PureLink HD-150 1:5 HDMI Distribution Amplifier, HS-42A 4:2 HDMI Selector, HDC Fiber Optic HDMI Extension Cable
The situation appears to have improved somewhat over the past year or so, at least in my experience. But when I'm evaluating a display or source—which is much of the time—I avoid using a switcher, so I only have the compatibility of the source and display to deal with.
HDMI switching is now included in many new AV receivers. But if you have an older AV receiver or pre-pro, particularly a higher-end pre-pro that might have passed on such niceties as video switching on the grounds that it can mess up the audio, you might need an outboard HDMI switcher.
You might also need something called a distribution amp. This is sometimes called a splitter because it takes a single HDMI source and splits it into two or more HDMI feeds. If you own, say, a plasma for everyday use and a projector for movies at night with a screen that drops down in front of the plasma, it's a handy item to have.

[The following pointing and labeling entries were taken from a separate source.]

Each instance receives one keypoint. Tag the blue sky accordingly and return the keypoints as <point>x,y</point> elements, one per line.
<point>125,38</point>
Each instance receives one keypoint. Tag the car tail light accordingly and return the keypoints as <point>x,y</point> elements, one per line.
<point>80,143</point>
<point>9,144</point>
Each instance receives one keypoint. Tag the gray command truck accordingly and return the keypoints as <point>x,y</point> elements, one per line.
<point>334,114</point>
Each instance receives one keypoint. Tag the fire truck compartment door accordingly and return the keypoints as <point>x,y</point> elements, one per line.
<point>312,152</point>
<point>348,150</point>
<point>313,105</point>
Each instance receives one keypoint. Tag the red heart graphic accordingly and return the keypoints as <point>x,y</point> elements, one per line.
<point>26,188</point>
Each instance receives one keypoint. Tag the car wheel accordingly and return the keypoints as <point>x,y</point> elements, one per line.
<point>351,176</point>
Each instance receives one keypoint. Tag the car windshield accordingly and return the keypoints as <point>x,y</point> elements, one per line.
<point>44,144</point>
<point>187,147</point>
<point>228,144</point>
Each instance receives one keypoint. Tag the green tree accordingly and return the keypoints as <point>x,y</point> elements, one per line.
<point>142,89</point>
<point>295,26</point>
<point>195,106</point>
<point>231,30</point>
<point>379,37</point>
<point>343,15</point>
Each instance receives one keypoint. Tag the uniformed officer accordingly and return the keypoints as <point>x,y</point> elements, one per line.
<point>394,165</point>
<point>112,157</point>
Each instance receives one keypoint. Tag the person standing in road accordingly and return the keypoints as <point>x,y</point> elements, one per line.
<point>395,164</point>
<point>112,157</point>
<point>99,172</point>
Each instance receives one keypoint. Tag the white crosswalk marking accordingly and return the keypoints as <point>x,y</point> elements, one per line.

But this category of product is far more rare than switchers, and I haven't yet seen one built into a receiver or pre-pro. One reason is cost; it's expensive to build a distribution amp that is fully compliant with HDCP (High-bandwidth Digital Copy Protection.
In was, in fact, the HD-150 ($799) distribution amp that aroused my interest in PureLink's products. While I was at it, I also decided to have a look at its HS-42A ($699), a four-in, two-out selector (a combination switcher and distribution amp) and HDC Fiber Optic HDMI Extension Cable.
The HDC looked particularly interesting. Its selling point is its ability to serve the sort of long runs at which no standard, wire-based HDMI cable will work. To do so, it converts HDMI (or DVI) from electrical signals to "lightwave" signals suitable for transmission via fiber optics. HDC's built-in active "opto-electrical" converter then converts it back from lightwave to electrical at the display end. PureLink claims this allows for runs of up to 330 feet for 1080p sources with zero pixel loss or data error.
The 100-foot run of HDC we received (the HDC-030) retails for $999. Stock sizes are available in a variety of lengths down to 10' ($399), though at that length practically any standard HDMI cable, at a fraction of that price, will provide equivalent performance. It's at far longer lengths (25' and above) that the HDC justifies its high cost.
Both the HD-150 and HS-42A are specified to be fully HDCP compliant. Both of them will also pass information at both above white and below black, which is not true of all HDMI switchers and distribution amps.
The HD-150 HDMI Distribution Amplifier
The HD-150 comes in a simple, black anodized case, with an outboard 5V "wall wart" power adapter. Each of its six HDMI (1.2) jacks (one in, five out) has a yellow DVI/HDMI LED that indicates when it's connected to an active source or display, plus a green LED that indicates if that source/display is HDCP-compatible. These LEDs are very bright, and in a darkened room you'll want to place them out of sight.
On the back is the 5V power connection plus a DIN jack labeled "Download." I presume that's intended for firmware updates, but this jack is not mentioned in the owner's manual.
How does the HD-150 work? On the video side, it was superb. My initial reaction was that there was no loss of any kind compared to a direct feed from the sources I used—1080i from HD DVD, 1080i and 1080p/24 from Blu-ray, and 1080i test patterns from an Accupel pattern generator.
While my head, at least, told me there was no change at all, I must admit that on the very best-looking HD material I have on hand (which just happens to be 1080i from a Pioneer demo Blu-ray disc that's not available commercially), I had a gut feeling that the straight feed, without the HD-150, might have a hair more of that "looking through a window" feel with a top-rank projector (such as the 1080p JVC DLA-RS1) used on a big screen (78" wide).